NHS Coronavirus App Isle of Wight trial, as reviewed by Preiskel & Co’s Stewart White.
The UK Government urged amongst some fanfare for the residents of the Isle of Wight to be “part of history” by downloading the NHS Contact Tracing App, which is the solution chosen by the Government instead of the location based offerings from Apple and Google. Preiskel & Co’s Stewart White (a leading consultant telecoms lawyer, ex Group Public Policy Director of Vodafone) has been among the first to test it. He says that it is easy to install on smart phones and the personal information requested fairly basic, being a postcode. He has no reservations as far as privacy is concerned in the context requested, although he thinks it would have been better to have used geolocation services that other countries have used, Singapore being one, which would avoid the need to self-report any symptoms and thus the element of trust in the user doing “the right thing” and report symptoms.
As at 15th May 2020, authorities have estimated that roughly half the population (70,000) have downloaded the App. The local authorities are pleased with this and the Island’s MP, Bob Seely, regards it as a success as evidenced by a joint letter by Bob Seely, and IW Council Leader, Dave Stewart to Health Ministers last Friday. Anecdotally, it is understood that roughly 25 people a day are self-reporting, which is good and means that those who might not otherwise get tested will now be and that combined with contact and tracing ought help control the spread of the virus. Good contact and tracing, though seems hard without geolocation, which admittedly raises far greater privacy concerns amongst parts of the community, even in time of a national (and global) crisis. With its Island’s demographics of elderly and unemployed, it will be interesting to see the data of the App’s penetration and usage. One nurse apparently ventured the opinion that a number of patients she had seen in the Island’s only hospital, St Mary’s, did not have a smartphone.

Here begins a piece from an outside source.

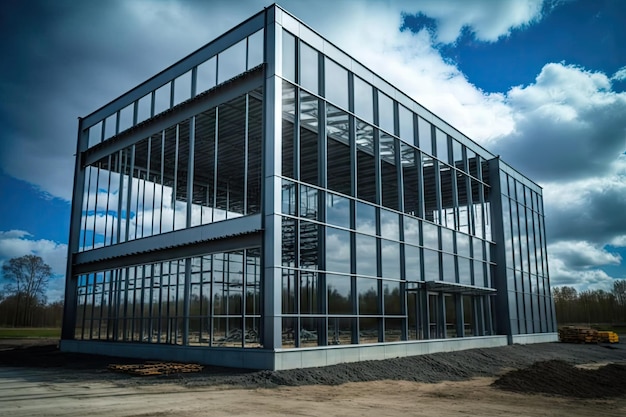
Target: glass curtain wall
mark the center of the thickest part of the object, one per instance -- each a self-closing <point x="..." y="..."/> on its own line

The App could support rapid identification (through testing needs to be as close to real-time as possible to be effective), but relies on us all being selfless to a very high degree and self-report. It requires trained local teams who know how to contact trace (health visitors, district nurses, school nurses, food hygiene inspectors, and others familiar with the community on the ground rather than in call centres) and then testing, testing, testing. There is so much we just don’t know about the biology of this virus that anything on top of tried and tested approaches is certainly worth a go. It will be interesting to see the data that emerges from the Isle of Wight test, not generally regarded as being on the frontline for anything, so this is welcome change and boost of confidence in the difficult times.